We are currently exploring the impact of preventive interventions and access to mental health services on mental health and academic outcomes by analyzing recently collected data on SFL preventive workshop participation and use of mental health services in the local health care system. So far, students’ psychosocial and academic outcomes are indicating significant improvements in those domains. If our final analyses show that participation in the SFL preventive intervention was associated with improving mental health, academic performance, or both, the United States or other countries may be encouraged to provide similar programs to their high-risk student populations.

Summary

A large and growing body of research suggests mental health may be an important determinant of academic performance in children. The current study sought to advance our understanding of this relationship by using a large, longitudinal sample of elementary school children from Chile. We hypothesized that: (1) first grade mental health would predict first and third academic performance and (2) remission from mental health problems identified in first grade would predict improved academic performance from first to third grade.

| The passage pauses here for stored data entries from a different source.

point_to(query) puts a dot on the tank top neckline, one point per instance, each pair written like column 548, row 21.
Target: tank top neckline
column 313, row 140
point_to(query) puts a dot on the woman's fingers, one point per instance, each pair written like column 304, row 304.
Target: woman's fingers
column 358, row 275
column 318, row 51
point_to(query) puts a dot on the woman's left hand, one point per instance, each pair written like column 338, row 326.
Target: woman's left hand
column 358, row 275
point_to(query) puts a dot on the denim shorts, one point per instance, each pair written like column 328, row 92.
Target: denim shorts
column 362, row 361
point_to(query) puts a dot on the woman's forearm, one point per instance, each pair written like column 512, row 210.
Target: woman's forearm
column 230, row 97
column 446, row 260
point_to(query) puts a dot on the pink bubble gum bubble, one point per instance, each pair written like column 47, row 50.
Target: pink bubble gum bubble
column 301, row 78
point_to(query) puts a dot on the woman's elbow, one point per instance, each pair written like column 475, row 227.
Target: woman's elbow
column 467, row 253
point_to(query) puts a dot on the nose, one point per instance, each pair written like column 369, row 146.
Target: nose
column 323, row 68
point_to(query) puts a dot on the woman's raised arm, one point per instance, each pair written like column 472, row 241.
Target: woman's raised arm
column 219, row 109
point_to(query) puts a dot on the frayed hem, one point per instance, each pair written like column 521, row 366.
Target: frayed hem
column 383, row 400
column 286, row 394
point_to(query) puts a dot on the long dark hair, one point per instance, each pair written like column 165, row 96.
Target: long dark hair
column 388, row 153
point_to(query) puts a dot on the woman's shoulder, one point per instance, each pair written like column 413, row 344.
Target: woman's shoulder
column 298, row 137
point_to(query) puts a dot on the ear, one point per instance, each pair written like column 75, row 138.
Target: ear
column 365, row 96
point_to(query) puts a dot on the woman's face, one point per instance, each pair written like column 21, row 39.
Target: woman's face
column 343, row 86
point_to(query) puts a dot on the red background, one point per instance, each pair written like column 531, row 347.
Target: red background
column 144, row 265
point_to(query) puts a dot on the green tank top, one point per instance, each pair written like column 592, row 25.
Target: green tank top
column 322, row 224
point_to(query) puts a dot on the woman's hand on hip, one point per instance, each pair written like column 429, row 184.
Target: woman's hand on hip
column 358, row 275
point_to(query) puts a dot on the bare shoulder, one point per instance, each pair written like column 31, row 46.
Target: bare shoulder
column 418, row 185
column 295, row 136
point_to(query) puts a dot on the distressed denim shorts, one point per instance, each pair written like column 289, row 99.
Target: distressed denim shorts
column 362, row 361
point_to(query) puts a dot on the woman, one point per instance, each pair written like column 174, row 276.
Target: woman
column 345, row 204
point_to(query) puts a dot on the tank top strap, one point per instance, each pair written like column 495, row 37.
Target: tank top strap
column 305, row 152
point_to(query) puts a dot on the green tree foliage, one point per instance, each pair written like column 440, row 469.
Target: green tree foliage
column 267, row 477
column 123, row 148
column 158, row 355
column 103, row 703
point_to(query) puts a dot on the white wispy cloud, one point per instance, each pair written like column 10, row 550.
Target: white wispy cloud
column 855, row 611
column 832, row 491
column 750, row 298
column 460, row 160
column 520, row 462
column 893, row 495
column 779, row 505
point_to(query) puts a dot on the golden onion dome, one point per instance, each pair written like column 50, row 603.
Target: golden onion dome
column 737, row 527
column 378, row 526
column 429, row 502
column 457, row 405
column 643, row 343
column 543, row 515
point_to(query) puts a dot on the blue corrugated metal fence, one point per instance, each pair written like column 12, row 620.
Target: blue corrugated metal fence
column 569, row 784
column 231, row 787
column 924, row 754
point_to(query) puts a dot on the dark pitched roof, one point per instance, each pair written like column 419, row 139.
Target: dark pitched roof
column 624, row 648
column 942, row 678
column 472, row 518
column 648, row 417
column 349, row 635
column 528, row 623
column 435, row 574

JUNAEB in Chile uses standardized parent- (PSC-CL) and teacher-completed (TOCA-RR) measures to screen students in first and third grade as a part of a national school-based mental health program, Habilidades Para la Vida [Skills for Life]. JUNAEB merged the PSC-CL and TOCA-RR data with academic and demographic information on students who were in first grade in 2009 and third grade in 2011. This information included grade point average (GPA), percent of school days attended, gender, family participation in welfare, and presence of family risk factors (e.g., whether the child was living with his/her father and whether the child’s mother was a teenager when he/she was born). Bivariate correlations between first grade variables and first and third grade GPA percentiles were calculated for 37,397 students. Multiple linear regression was used to explore whether first grade PSC-CL and TOCA-RR scores independently predicted first and third grade GPA percentiles (n=37,397) and whether changes in PSC-CL or TOCA-RR risk between first and third grade predicted changes in GPA percentiles over those years (n=18,969). All analyses were adjusted for clustering by schools using the Huber-White technique in SPSS Complex Samples.

Overall, mental health had a stronger relationship with first and third grade academic performance than other risk factors. The parent- and teacher-completed measures both independently predicted first and third grade academic performance, even when controlling for all risk factors. On the whole, students whose mental health improved between first and third grade made significantly better academic progress than students who developed mental health problems or continued to experience them by third grade. Findings were similar, albeit not as powerful, when we used attendance rather than GPA percentile as the academic outcome measure.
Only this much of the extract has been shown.